Finalizando, reforço um ponto que costumo ressaltar sempre: admiro demais as pessoas que valorizam aqueles que não tiveram tantas oportunidades, mas conduziram – ou estão conduzindo – os seus sonhos, fazendo o que gostam e colaborando – a seu modo – com as sociedades.

O livro também traz histórias de gente nascida em berço de ouro, que teve todas as oportunidades de construir legados até de repercussão internacional se quisessem, mas que se fizeram especiais com histórias simples, traçadas na velha Natal.

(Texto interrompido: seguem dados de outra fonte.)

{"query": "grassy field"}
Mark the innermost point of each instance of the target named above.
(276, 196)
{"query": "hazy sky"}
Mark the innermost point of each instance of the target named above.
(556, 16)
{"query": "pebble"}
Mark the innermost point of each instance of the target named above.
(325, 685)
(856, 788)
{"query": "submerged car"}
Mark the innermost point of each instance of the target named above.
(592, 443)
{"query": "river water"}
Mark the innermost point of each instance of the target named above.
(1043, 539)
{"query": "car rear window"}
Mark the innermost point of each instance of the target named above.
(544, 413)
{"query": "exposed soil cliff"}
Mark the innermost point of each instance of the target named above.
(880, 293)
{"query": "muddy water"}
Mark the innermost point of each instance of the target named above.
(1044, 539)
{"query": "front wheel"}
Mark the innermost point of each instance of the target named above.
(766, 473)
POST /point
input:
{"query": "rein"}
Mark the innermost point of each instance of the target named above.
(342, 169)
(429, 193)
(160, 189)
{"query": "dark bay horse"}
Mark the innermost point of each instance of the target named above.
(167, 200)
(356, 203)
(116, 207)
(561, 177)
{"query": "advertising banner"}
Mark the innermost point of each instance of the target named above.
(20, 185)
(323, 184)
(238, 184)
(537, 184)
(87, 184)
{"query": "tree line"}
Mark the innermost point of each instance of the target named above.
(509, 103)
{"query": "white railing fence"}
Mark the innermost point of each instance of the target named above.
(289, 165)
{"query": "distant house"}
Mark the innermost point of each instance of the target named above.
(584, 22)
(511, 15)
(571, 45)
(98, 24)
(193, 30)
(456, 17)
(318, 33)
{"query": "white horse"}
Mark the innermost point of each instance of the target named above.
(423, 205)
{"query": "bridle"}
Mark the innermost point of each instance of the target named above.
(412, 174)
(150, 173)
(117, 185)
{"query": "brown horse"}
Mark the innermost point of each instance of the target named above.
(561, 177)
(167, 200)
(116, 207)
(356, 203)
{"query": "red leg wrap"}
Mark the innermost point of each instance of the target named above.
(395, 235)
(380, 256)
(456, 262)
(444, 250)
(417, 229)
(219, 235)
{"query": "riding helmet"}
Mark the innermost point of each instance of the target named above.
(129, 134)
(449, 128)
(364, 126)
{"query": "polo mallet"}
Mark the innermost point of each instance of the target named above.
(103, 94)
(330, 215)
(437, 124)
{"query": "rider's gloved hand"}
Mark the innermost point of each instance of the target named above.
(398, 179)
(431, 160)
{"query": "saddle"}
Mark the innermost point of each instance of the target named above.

Mas, como já disse, o grande trunfo do livro está no respeito à pessoa humana, independente de suas origens humildes. Ela enxergou gente que mal tinha o que comer, gente cuja mãe abandonou a casa, gente que perdeu tragicamente pessoas que amava, dentre tantas histórias contadas pelas próprias biografadas, os quais, se tivessem ficado esperando a coisa cair do céu, jamais teriam construído histórias especiais.
Anna Cascudo, despretensiosamente, acabou dando uma aula à sociedade potiguar, ensinando que devemos respeitar as histórias de vida, independente de raízes pobres, reconhecendo seus legados cidadãos e dignos de respeito.
Foi muito providencial o título “especial” que Anna Cascudo escolheu para o seu livro. Ela não foi boazinha e nem fez favor a ninguém. Apenas foi respeitosa: como todos deveriam ser. Parece que ela quis lustrar essa palavra para que Natal enxergasse o brilho e a simbologia ímpar de sua acepção, e tivessem o privilégio de ver os outros com suas lentes de sabedoria e brilho. Não é por ser simples que uma história e um legado não podem ser belos e significativos.
Parabéns, Anna! Você sempre será especial!